Observability has moved on from “three pillars: logs, metrics, traces.” The 2026 standard is wide events — every request emits one structured event with rich context — combined with SLOs as the unit of conversation. This post is the working knowledge.

Three pillars vs wide events

Three pillars assumes you know what you’ll ask. Counters for known dimensions; logs for narrative; traces for spans. Each is sampled / pre-aggregated differently. New questions need new instrumentation.

Wide events is a single structured event per request:

{
  "timestamp": "2026-04-30T18:30:00Z",
  "trace_id": "abc",
  "service": "api",
  "endpoint": "/orders",
  "user_id": 42,
  "tenant_id": 7,
  "duration_ms": 124,
  "status": 200,
  "db_query_ms": 80,
  "cache_hit": true,
  "user_agent": "...",
  "feature_flags": ["new-checkout"],
  "error": null
}

One row per request. Persist all of them (or sample at high rate). Query later with WHERE + GROUP BY you didn’t think of at instrumentation time.

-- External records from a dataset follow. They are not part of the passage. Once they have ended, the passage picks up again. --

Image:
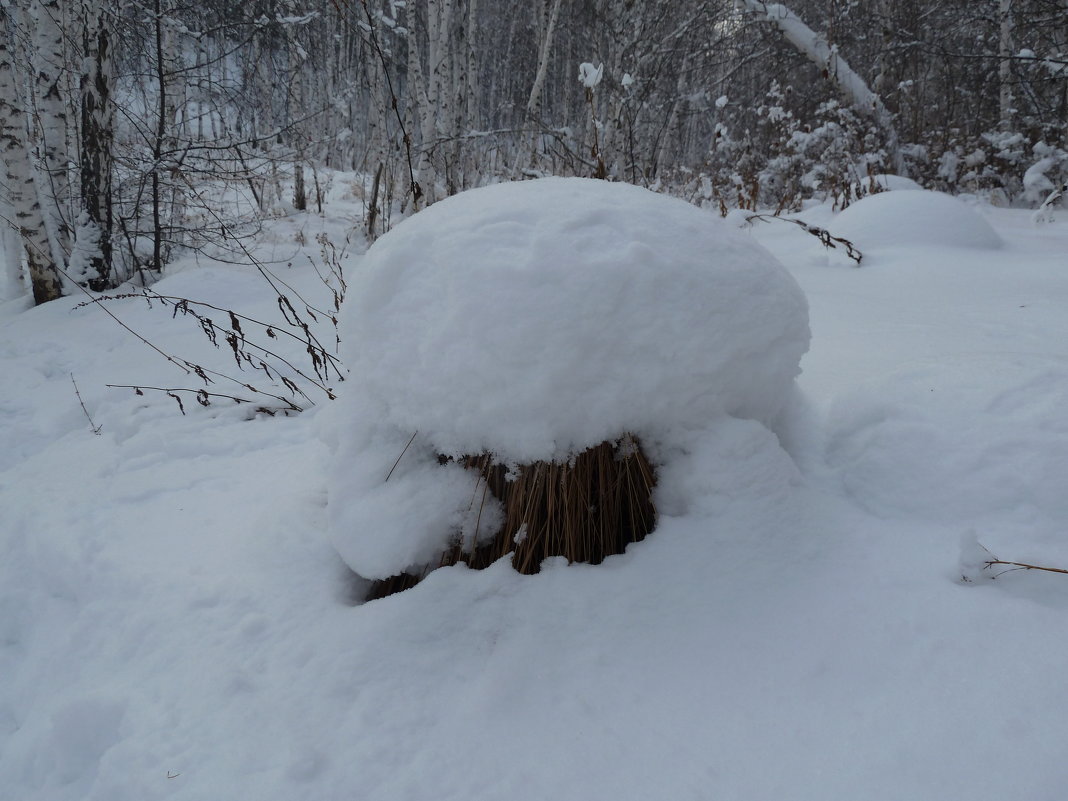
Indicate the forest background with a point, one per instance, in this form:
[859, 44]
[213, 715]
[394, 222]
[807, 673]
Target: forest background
[132, 131]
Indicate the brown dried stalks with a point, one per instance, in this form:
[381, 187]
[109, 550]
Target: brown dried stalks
[585, 508]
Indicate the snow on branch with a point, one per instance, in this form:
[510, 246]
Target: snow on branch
[815, 47]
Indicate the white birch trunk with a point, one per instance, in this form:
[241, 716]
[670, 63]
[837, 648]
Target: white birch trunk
[21, 187]
[534, 103]
[418, 112]
[46, 18]
[1005, 52]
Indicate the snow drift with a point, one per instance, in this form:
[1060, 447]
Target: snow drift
[534, 320]
[904, 217]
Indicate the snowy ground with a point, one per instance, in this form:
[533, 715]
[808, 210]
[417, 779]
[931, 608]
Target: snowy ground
[175, 624]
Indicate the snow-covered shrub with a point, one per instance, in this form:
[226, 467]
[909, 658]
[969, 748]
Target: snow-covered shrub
[913, 218]
[532, 323]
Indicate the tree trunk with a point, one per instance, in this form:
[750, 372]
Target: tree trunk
[97, 134]
[46, 17]
[21, 187]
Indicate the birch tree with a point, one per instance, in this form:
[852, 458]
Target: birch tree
[20, 185]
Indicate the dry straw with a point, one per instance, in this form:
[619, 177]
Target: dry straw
[585, 508]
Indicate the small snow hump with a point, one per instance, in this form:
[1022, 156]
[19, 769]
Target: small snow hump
[913, 217]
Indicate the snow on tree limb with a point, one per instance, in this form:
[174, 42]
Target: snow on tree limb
[825, 56]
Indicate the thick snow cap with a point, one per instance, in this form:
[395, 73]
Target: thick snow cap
[534, 320]
[538, 318]
[893, 219]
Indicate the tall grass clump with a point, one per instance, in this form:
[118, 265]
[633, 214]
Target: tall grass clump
[587, 507]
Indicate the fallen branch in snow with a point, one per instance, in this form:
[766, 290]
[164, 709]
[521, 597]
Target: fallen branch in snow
[203, 396]
[976, 560]
[93, 426]
[825, 236]
[1019, 566]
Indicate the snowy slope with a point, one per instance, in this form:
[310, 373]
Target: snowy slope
[174, 623]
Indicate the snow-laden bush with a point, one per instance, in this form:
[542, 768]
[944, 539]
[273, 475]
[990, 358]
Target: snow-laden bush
[909, 217]
[533, 322]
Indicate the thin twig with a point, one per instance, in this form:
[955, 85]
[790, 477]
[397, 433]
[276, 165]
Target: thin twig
[1020, 566]
[401, 456]
[825, 236]
[92, 426]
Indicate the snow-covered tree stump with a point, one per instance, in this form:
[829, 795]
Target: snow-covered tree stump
[525, 356]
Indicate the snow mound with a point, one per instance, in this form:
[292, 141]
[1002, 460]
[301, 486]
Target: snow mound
[952, 444]
[888, 183]
[537, 318]
[534, 320]
[904, 217]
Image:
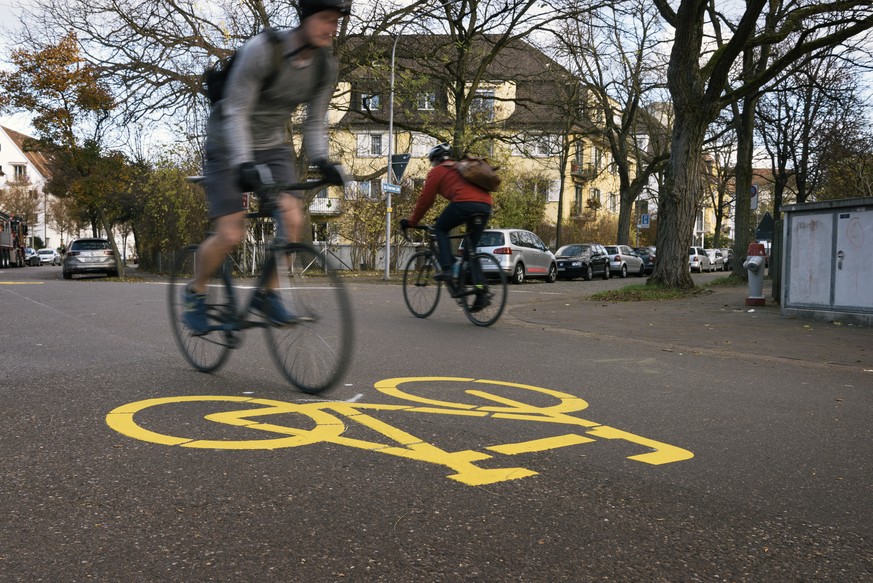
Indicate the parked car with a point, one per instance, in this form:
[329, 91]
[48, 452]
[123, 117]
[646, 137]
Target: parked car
[624, 260]
[728, 256]
[583, 260]
[521, 254]
[31, 257]
[647, 254]
[49, 256]
[90, 256]
[698, 260]
[716, 259]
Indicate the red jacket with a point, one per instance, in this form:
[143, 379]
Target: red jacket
[448, 182]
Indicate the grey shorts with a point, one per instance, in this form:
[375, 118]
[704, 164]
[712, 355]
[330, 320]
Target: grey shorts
[223, 192]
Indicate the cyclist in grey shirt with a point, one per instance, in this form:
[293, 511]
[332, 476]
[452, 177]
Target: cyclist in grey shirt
[246, 147]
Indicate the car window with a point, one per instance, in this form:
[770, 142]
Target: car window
[90, 245]
[491, 239]
[535, 241]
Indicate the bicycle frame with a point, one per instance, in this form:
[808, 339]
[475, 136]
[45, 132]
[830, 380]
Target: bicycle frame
[236, 318]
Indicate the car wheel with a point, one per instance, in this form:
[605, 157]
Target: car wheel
[553, 274]
[518, 274]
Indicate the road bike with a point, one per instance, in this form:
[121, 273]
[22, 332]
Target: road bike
[313, 350]
[479, 286]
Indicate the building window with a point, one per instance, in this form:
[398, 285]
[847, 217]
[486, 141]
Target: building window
[421, 145]
[594, 197]
[426, 101]
[482, 106]
[370, 102]
[371, 145]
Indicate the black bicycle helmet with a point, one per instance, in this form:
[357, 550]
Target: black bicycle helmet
[440, 152]
[310, 7]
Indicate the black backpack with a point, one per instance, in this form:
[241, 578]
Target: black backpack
[215, 77]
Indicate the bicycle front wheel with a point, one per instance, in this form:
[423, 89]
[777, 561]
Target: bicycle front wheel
[205, 352]
[313, 351]
[421, 291]
[484, 287]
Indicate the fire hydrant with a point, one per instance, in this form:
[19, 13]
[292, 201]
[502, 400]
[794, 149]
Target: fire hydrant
[754, 264]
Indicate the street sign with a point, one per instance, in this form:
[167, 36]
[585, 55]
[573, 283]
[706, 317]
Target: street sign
[398, 165]
[644, 221]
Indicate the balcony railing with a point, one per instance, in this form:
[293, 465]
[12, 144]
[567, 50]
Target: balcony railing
[582, 172]
[325, 206]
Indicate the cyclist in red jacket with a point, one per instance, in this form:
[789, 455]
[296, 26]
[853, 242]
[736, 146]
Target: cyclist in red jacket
[465, 200]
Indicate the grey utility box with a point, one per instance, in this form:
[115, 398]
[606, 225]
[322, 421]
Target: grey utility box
[827, 270]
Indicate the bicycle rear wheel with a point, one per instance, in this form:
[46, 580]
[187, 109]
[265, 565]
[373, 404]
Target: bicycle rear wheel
[421, 291]
[484, 284]
[314, 351]
[208, 351]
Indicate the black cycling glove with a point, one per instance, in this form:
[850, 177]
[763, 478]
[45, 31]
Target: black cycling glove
[253, 177]
[333, 173]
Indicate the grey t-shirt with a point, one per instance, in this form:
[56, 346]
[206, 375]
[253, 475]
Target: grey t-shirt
[248, 118]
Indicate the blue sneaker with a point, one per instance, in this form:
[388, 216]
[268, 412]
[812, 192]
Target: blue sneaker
[269, 305]
[194, 315]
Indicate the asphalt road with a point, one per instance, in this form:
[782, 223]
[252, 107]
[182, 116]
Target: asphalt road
[449, 453]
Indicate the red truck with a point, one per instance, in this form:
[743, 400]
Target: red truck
[13, 238]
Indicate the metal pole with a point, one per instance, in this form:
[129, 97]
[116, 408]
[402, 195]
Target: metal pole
[390, 172]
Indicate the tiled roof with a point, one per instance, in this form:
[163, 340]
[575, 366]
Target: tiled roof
[24, 143]
[429, 58]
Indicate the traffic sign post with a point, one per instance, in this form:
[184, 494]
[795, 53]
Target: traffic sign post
[398, 165]
[644, 221]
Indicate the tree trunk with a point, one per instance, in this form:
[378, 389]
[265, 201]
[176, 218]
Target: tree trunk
[677, 204]
[743, 211]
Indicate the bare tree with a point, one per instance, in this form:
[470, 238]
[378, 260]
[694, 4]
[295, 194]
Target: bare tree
[614, 50]
[798, 120]
[699, 83]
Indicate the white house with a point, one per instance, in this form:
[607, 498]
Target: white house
[17, 165]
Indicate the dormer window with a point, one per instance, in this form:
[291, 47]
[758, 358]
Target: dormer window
[426, 101]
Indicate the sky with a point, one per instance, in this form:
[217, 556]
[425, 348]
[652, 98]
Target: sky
[9, 13]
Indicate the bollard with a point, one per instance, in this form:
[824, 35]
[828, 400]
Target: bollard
[754, 264]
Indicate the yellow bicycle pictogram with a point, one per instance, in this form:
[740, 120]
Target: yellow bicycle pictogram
[329, 422]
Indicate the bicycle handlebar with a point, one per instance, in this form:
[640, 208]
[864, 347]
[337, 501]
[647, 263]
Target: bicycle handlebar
[276, 188]
[428, 228]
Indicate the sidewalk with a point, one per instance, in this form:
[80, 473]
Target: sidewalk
[718, 321]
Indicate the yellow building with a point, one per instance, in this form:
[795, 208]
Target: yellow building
[523, 115]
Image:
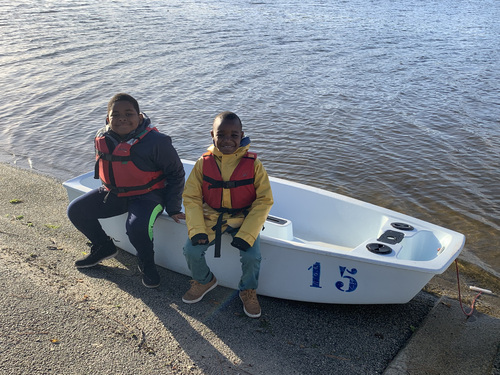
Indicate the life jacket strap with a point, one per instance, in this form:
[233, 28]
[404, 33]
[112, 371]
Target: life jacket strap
[119, 190]
[215, 184]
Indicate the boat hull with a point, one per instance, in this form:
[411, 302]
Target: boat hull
[300, 262]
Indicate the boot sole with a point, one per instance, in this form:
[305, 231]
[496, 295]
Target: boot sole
[99, 261]
[203, 295]
[248, 314]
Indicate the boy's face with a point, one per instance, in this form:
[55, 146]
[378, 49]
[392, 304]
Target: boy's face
[227, 135]
[123, 118]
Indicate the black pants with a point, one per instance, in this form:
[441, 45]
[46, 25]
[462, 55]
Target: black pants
[143, 210]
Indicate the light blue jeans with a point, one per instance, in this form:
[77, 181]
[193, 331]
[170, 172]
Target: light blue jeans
[250, 263]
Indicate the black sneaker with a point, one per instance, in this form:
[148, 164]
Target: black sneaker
[98, 253]
[150, 276]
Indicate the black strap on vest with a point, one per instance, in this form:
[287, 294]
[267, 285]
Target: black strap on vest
[217, 228]
[217, 184]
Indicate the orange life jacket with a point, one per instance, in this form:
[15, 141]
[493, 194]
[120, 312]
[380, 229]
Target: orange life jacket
[118, 172]
[241, 183]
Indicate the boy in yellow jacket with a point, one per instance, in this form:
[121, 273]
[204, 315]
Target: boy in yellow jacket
[228, 191]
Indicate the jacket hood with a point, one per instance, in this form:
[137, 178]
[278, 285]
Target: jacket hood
[142, 126]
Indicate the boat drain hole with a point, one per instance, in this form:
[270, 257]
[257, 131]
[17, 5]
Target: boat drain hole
[378, 248]
[402, 226]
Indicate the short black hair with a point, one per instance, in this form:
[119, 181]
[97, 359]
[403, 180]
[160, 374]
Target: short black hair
[122, 97]
[227, 115]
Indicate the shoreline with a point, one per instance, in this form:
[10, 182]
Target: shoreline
[56, 314]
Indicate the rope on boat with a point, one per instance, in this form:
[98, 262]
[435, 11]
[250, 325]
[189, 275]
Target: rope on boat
[460, 295]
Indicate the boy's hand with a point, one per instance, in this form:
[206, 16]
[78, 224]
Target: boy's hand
[199, 239]
[178, 217]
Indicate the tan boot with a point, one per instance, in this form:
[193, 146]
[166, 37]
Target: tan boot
[251, 305]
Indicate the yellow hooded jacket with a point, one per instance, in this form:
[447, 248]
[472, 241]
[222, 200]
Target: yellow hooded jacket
[200, 217]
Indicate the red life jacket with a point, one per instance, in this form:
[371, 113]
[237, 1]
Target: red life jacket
[241, 183]
[118, 172]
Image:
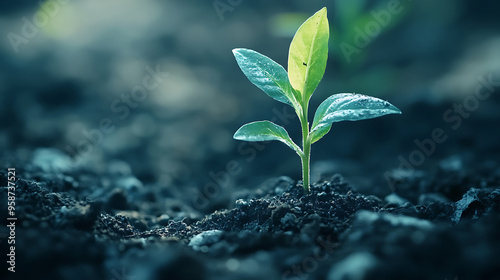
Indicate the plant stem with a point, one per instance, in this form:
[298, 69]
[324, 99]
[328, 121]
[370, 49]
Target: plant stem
[306, 148]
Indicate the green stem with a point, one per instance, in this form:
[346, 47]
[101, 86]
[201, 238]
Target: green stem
[306, 148]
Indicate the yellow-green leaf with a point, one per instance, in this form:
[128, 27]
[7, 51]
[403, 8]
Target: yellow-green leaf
[308, 55]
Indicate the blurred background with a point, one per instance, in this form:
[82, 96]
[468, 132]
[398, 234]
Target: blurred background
[151, 88]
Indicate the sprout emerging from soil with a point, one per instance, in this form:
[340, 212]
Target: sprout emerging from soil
[306, 65]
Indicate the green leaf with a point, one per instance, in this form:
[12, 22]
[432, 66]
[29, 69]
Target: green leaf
[308, 54]
[265, 131]
[348, 107]
[267, 75]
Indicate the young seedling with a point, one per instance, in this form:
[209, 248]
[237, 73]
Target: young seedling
[306, 65]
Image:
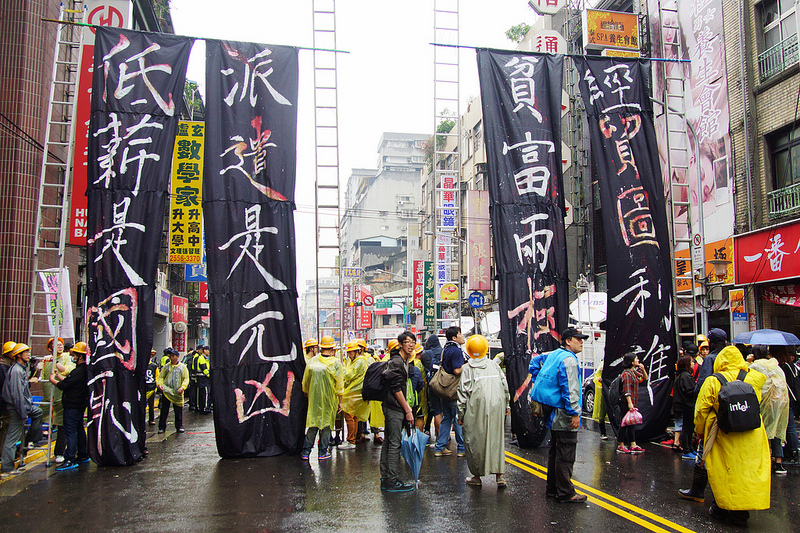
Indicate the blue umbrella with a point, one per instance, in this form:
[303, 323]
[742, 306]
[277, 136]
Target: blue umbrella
[770, 337]
[413, 448]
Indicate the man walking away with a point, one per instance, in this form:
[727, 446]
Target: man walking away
[452, 363]
[397, 413]
[562, 367]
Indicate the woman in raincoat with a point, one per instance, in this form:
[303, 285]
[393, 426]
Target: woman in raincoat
[774, 402]
[323, 382]
[172, 381]
[355, 408]
[483, 400]
[738, 464]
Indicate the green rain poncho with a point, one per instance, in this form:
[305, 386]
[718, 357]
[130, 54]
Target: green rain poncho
[323, 382]
[352, 403]
[482, 403]
[774, 398]
[173, 378]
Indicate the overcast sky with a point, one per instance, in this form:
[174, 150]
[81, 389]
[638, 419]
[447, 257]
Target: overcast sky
[385, 81]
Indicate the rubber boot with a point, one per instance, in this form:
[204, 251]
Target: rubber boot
[698, 489]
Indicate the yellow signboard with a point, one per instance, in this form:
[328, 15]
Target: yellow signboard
[719, 250]
[186, 201]
[610, 29]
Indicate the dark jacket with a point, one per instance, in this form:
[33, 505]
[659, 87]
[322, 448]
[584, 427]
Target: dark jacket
[395, 375]
[683, 392]
[792, 374]
[433, 350]
[76, 388]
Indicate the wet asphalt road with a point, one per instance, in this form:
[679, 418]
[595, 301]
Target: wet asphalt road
[184, 486]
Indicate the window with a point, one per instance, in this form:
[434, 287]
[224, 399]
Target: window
[785, 158]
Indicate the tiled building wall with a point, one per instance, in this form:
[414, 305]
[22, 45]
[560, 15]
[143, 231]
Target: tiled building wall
[25, 68]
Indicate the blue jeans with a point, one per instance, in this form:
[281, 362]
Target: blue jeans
[791, 436]
[75, 434]
[449, 412]
[324, 440]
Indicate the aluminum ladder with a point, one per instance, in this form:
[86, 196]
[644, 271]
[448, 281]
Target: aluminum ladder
[52, 212]
[447, 153]
[327, 213]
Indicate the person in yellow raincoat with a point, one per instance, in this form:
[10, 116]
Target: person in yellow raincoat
[172, 380]
[738, 464]
[323, 383]
[355, 408]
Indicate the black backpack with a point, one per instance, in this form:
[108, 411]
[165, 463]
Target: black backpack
[738, 405]
[374, 388]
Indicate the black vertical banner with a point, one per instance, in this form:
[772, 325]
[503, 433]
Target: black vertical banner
[131, 133]
[521, 99]
[615, 94]
[248, 193]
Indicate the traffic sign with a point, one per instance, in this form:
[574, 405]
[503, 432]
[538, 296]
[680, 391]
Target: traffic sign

Honeycomb pioneered this. ClickHouse + OTel collector lets you do it self-hosted.

SLO-driven observability

The conversation shifts from “what’s slow?” to “are we meeting our SLO?” See SLOs and Error Budgets .

A dashboard that shows:

  • Current SLO compliance.
  • Error budget remaining.
  • What’s burning the budget.
  • Trends over time.

…is more useful than 100 dashboards of arbitrary metrics.

OpenTelemetry’s role

OTel is the wire format. Wide events fit naturally as OTel spans + log records. The collector batches, processes, exports.

receivers:
  otlp:
    protocols: { grpc: {endpoint: 0.0.0.0:4317} }

processors:
  batch:
    timeout: 5s
  attributes/scrub:
    actions:
      - { key: db.statement, action: delete }

exporters:
  otlphttp/honeycomb:
    endpoint: https://api.honeycomb.io
    headers: { x-honeycomb-team: $TEAM }
  clickhouse:
    endpoint: http://clickhouse:9000

For deeper OTel see OpenTelemetry End-to-End in 2026 .

The investigation workflow

Old: page fires → look at metrics → look at logs → look at traces → guess.

New: page fires → SLO burning → query wide events for the slow tail → group by attributes → find the regression.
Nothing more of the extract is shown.